Exactly, in Java i couldn't even inline my functions, and had zero control over ...

JanecekPetr · on Nov 23, 2021

> i couldn't even inline my functions

You could, manually :). Either way if they're hot, they're inlined.

One common trick for open-addressing maps in Java I don't see in your implementations is to have an array of keys zipped with values (or two arrays, one for keys, one for values) instead of array of Entries. This improves locality and indirection a bit. Obviously more is needed for even more speed.

(Mandatory "in the future it will be better": Valhalla is coming in a few years, that's when we'll have much more control over the memory layout.)

nomemory · on Nov 23, 2021

I've assumed they were inline initially, until I profiled and found out one of the swap methods was not. I believe there's also a limit on the amount of bytecode to inline, so no matter how hot a method, if the associated bytecode reaches a certain threshold it won't be. I need to double check though.

JanecekPetr · on Nov 23, 2021

Indeed, max bytecode count (FreqInlineSize and MaxInlineSize) and inlining depth (MaxInlineLevel). Your GC choice will also slightly modify the inlining decisions, and then obviously GraalVM will be completely different.

vips7L · on Nov 23, 2021

Is there a full list of the differences between the graal jit and C2? I was only aware of graal having better partial escape analysis over C2's conservative EA.

JanecekPetr · on Nov 23, 2021

It's simply a completely different implementation. Some of the optimiization passes are the same, obviously, but overall it simply performs ... differently.

kaba0 · on Nov 23, 2021

But inlining will not cause better performance in every case, will it?

JanecekPetr · on Nov 23, 2021

Correct! Inlining obviously costs CPU, code cache space, and makes the receiver method bigger so that it's less likely it will be inlined itself. If there ever is a decompilation occuring, the inlining efforts were pretty much wasted.

masklinn · on Nov 23, 2021

However it must be pointed out that inlining enables further optimisations.

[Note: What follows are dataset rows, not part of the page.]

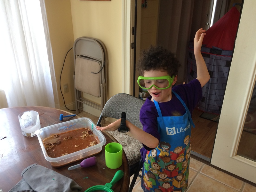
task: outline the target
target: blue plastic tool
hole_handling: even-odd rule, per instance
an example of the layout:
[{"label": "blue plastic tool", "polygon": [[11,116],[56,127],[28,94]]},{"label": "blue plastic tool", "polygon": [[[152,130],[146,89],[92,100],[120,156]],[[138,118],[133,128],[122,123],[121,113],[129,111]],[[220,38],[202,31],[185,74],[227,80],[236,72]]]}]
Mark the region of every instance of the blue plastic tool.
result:
[{"label": "blue plastic tool", "polygon": [[66,115],[66,116],[63,116],[63,114],[61,114],[60,116],[60,120],[62,121],[63,120],[63,117],[72,117],[74,116],[76,116],[76,115]]}]

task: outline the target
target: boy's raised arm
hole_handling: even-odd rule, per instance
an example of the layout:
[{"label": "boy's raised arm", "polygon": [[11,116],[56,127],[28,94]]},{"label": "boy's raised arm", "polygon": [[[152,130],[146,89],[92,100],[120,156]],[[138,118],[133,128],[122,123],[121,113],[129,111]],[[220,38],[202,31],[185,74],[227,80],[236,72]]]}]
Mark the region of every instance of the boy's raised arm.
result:
[{"label": "boy's raised arm", "polygon": [[210,76],[205,62],[201,54],[201,47],[203,43],[204,37],[205,35],[205,30],[203,28],[199,29],[196,33],[194,38],[194,53],[196,63],[196,78],[202,87],[210,79]]}]

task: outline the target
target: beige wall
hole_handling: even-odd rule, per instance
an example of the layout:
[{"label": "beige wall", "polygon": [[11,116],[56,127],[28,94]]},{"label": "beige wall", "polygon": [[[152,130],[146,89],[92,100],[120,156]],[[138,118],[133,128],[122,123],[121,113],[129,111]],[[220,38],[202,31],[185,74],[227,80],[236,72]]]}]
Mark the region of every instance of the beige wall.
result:
[{"label": "beige wall", "polygon": [[[74,35],[70,0],[45,0],[50,37],[52,50],[60,105],[65,108],[60,88],[60,78],[64,59],[73,46]],[[61,75],[61,90],[66,105],[75,101],[73,75],[74,65],[73,50],[67,56]],[[64,93],[63,85],[68,84],[69,92]],[[68,108],[74,109],[72,106]]]}]

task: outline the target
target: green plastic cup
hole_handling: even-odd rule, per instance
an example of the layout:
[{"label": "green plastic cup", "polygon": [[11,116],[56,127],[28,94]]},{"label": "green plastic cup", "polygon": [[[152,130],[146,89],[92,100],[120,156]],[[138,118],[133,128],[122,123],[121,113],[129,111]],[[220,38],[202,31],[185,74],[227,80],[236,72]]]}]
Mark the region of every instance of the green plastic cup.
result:
[{"label": "green plastic cup", "polygon": [[105,146],[106,165],[109,169],[117,169],[123,163],[123,147],[118,143],[109,143]]}]

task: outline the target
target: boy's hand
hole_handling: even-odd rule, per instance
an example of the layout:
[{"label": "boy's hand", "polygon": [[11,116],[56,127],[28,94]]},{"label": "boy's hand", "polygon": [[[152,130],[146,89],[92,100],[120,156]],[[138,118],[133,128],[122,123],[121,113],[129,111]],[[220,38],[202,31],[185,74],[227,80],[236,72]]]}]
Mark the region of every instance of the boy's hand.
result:
[{"label": "boy's hand", "polygon": [[121,119],[119,119],[106,127],[96,126],[96,129],[100,131],[116,131],[120,127],[121,124]]},{"label": "boy's hand", "polygon": [[198,52],[201,50],[201,47],[203,44],[204,37],[206,34],[205,29],[201,28],[198,30],[196,33],[194,38],[194,52]]}]

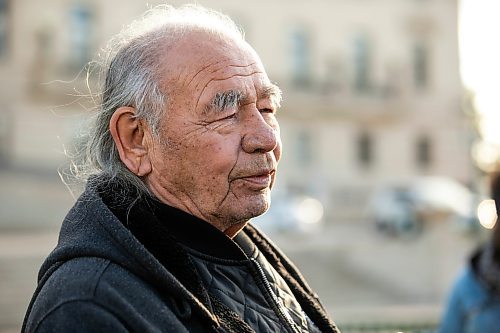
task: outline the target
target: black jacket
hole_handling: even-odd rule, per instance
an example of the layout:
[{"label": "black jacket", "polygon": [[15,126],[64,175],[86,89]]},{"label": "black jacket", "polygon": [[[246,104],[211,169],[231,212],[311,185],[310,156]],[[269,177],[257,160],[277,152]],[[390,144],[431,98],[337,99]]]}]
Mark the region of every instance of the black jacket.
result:
[{"label": "black jacket", "polygon": [[[290,261],[147,198],[89,187],[39,273],[23,332],[337,332]],[[131,207],[131,208],[130,208]]]}]

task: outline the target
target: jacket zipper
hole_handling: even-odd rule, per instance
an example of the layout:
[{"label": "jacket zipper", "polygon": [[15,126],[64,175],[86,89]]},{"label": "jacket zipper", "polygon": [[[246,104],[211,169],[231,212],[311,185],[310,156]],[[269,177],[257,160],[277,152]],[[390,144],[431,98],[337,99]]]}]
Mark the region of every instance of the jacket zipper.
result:
[{"label": "jacket zipper", "polygon": [[257,267],[257,271],[259,272],[259,275],[264,282],[264,287],[271,295],[272,300],[274,301],[274,304],[276,305],[276,308],[278,309],[278,314],[281,317],[281,319],[288,324],[288,327],[291,329],[293,333],[301,333],[302,330],[298,325],[293,321],[292,316],[288,312],[287,308],[283,304],[283,301],[276,295],[276,293],[273,291],[271,288],[271,284],[269,283],[269,280],[266,277],[266,274],[264,273],[264,270],[262,269],[262,266],[255,260],[255,258],[250,258],[250,260],[254,263],[255,267]]}]

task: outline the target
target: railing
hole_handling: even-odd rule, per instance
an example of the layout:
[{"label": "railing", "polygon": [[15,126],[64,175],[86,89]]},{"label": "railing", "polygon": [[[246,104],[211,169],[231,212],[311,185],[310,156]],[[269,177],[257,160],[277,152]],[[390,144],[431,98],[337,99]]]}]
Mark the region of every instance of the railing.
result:
[{"label": "railing", "polygon": [[377,324],[347,324],[339,325],[342,333],[436,333],[436,323],[377,323]]}]

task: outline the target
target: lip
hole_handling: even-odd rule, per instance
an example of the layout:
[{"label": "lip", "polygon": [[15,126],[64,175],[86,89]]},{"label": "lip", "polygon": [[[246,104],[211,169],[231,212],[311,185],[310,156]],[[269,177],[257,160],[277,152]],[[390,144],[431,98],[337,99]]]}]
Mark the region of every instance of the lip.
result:
[{"label": "lip", "polygon": [[264,189],[271,186],[274,170],[259,172],[254,175],[241,177],[240,179],[253,185],[257,189]]}]

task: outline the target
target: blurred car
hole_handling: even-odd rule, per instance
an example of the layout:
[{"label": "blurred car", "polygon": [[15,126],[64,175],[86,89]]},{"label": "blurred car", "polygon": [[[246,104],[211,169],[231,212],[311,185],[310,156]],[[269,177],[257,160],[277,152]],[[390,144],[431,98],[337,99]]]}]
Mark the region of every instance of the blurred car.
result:
[{"label": "blurred car", "polygon": [[269,210],[252,222],[264,232],[309,232],[323,221],[323,204],[308,195],[281,195],[272,198]]},{"label": "blurred car", "polygon": [[369,215],[378,230],[393,235],[418,234],[423,223],[451,219],[462,230],[478,226],[480,197],[459,182],[445,177],[422,177],[407,185],[376,190]]}]

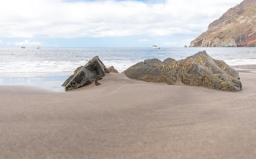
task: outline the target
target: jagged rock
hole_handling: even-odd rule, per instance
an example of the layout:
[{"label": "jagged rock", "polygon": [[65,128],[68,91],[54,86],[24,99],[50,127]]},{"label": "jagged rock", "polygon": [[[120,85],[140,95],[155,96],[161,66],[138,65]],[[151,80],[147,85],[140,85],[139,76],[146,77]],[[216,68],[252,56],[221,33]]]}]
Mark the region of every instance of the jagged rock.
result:
[{"label": "jagged rock", "polygon": [[115,69],[115,68],[114,68],[114,66],[110,66],[110,67],[108,68],[108,71],[109,71],[109,72],[116,73],[117,74],[119,73],[119,72],[118,72],[118,71],[117,71],[117,70],[116,70],[116,69]]},{"label": "jagged rock", "polygon": [[149,61],[149,60],[140,62],[130,67],[123,73],[131,79],[174,85],[175,79],[173,77],[169,74],[162,72],[160,68],[151,67],[146,64],[154,62]]},{"label": "jagged rock", "polygon": [[210,24],[189,47],[256,46],[256,0],[244,0]]},{"label": "jagged rock", "polygon": [[205,51],[178,61],[171,58],[163,62],[146,60],[123,73],[131,79],[146,82],[172,84],[181,81],[188,85],[226,91],[242,90],[238,72],[224,62],[212,59]]},{"label": "jagged rock", "polygon": [[98,82],[98,81],[102,79],[102,78],[100,75],[97,76],[97,77],[96,77],[96,78],[95,79],[95,85],[101,85],[101,84],[100,84],[100,83],[99,83],[99,82]]},{"label": "jagged rock", "polygon": [[[105,73],[109,73],[108,68],[99,57],[96,56],[84,66],[78,68],[62,85],[66,86],[65,91],[77,89],[91,84],[96,78],[97,80],[100,80],[101,77],[105,76]],[[96,84],[97,82],[96,81]]]},{"label": "jagged rock", "polygon": [[64,82],[62,85],[61,85],[61,86],[66,86],[68,84],[68,83],[69,83],[69,82],[70,82],[71,80],[72,80],[72,79],[74,78],[75,76],[76,76],[76,75],[77,74],[78,72],[79,72],[79,71],[81,70],[81,69],[82,69],[84,67],[84,66],[81,66],[80,67],[78,67],[76,69],[76,70],[74,71],[74,74],[70,76],[70,77],[68,77],[68,78],[66,80],[66,81]]}]

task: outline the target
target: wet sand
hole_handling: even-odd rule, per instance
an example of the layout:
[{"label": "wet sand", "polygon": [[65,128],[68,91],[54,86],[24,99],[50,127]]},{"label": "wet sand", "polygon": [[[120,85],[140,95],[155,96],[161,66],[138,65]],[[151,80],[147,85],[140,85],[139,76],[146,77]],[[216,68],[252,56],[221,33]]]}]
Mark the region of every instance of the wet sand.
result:
[{"label": "wet sand", "polygon": [[0,86],[0,159],[254,159],[256,74],[243,90],[111,74],[68,92]]}]

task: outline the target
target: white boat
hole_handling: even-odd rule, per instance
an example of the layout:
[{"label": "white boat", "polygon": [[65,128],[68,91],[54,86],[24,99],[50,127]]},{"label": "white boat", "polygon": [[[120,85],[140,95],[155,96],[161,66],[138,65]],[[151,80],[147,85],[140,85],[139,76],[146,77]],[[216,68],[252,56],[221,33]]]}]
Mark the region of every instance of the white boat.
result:
[{"label": "white boat", "polygon": [[157,49],[157,48],[158,48],[156,45],[153,45],[153,48],[154,49]]}]

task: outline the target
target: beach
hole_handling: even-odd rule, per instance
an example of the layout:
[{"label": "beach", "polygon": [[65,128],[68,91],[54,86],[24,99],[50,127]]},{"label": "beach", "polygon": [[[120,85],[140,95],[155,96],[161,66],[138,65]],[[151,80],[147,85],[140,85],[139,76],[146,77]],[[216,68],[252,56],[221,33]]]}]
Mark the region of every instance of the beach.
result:
[{"label": "beach", "polygon": [[256,74],[247,67],[236,93],[113,73],[65,92],[1,85],[0,158],[254,158]]}]

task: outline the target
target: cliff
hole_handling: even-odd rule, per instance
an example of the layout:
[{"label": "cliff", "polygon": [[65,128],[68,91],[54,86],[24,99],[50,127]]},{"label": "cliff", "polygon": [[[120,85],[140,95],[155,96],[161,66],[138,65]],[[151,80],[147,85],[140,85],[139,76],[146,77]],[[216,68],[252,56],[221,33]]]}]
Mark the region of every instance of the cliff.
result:
[{"label": "cliff", "polygon": [[256,0],[244,0],[210,24],[189,47],[256,46]]}]

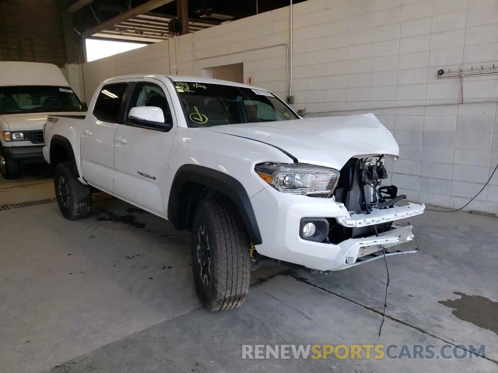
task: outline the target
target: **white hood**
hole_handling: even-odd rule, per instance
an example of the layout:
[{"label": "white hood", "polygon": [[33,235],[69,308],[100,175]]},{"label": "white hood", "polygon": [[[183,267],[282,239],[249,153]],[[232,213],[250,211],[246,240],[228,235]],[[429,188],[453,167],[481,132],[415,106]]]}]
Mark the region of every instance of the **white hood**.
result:
[{"label": "white hood", "polygon": [[[4,114],[0,115],[0,126],[8,126],[4,131],[29,131],[43,129],[48,115],[83,115],[84,111],[65,111],[61,113],[24,113],[23,114]],[[1,126],[2,122],[4,125]]]},{"label": "white hood", "polygon": [[399,153],[392,135],[373,114],[229,124],[207,129],[267,143],[287,152],[299,162],[338,170],[355,156]]}]

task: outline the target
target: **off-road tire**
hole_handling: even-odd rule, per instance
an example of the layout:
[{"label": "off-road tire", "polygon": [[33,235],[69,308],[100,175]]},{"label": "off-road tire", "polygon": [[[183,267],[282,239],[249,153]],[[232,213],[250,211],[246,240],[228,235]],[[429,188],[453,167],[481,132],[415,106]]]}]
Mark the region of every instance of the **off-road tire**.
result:
[{"label": "off-road tire", "polygon": [[[209,244],[209,278],[205,282],[198,254],[203,227],[207,235],[204,242]],[[231,309],[244,302],[249,288],[250,250],[246,228],[230,200],[215,195],[199,202],[192,223],[192,267],[197,295],[208,310]]]},{"label": "off-road tire", "polygon": [[[16,159],[12,159],[7,157],[5,153],[2,151],[2,148],[0,146],[0,157],[3,159],[3,161],[5,163],[0,165],[0,173],[3,177],[3,179],[17,179],[20,174],[19,167],[19,161]],[[2,159],[0,159],[0,162]]]},{"label": "off-road tire", "polygon": [[57,165],[54,186],[59,208],[65,218],[77,220],[88,216],[92,207],[90,187],[80,182],[69,162]]}]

The tradeoffs are more complicated for a jit, but for an aot compiler it’s one of the most important optimisations in the pipeline.

tsimionescu · on Nov 23, 2021

Out of curiosity, weren't your objects ending up neatly compacted after a GC cycle?

nomemory · on Nov 23, 2021

I didn't perform any deletes, and I've tried to keep everything clean without allocating intermediary objects. But one the pitfalls is that I cannot play easily on the memory lane with Java. For example in the entries and bins implementation I had to have two separate arrays. In C I would've kept a single array, with a compact zone, and another sparse zone, iterating through it using an offset.